Run chillun run, the pattyroller git you -- Run chillun run, it's almost day.
-- Slave song
One evening in the 1940's, a young James Baldwin took the subway downtown to 42nd Street, just to see what was going on in midtown Manhattan. A policeman asked him what he was doing there, then told him to go back to Harlem where he belonged.
One evening in the 1950's, a young Tom Phillips walked out of a bar in Roslyn Heights, Long Island, in the poorer section of town around the railroad station. Emerging from a parked patrol car, a policeman asked me what I was doing "in there." I said I was having a beer. He informed me that everyone else in the bar was black. "So what?" I said. At this he grew defensive. He had nothing against black people, he said, he'd "worked with them for many years." It was just that I didn't belong there.
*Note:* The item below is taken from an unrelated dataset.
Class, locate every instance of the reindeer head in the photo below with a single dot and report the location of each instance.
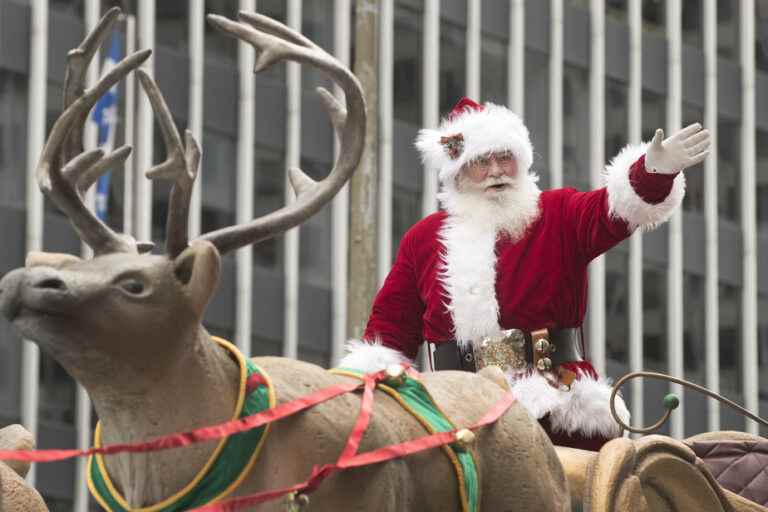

Neither of these events would be likely today. Black people are common on 42nd Street, which has become an urban extension of Disney World. And the poorer parts of Roslyn have been torn down to make way for parking lots and condominiums. My classmate and teammate Sam Brown, whom I saw in that bar that night, now lives in Roosevelt, farther out in a suburbia that has become more segregated as it has grown more affluent. Such are the changes over time, but the basic principle remains: each race has its place. And the cops will let you know it.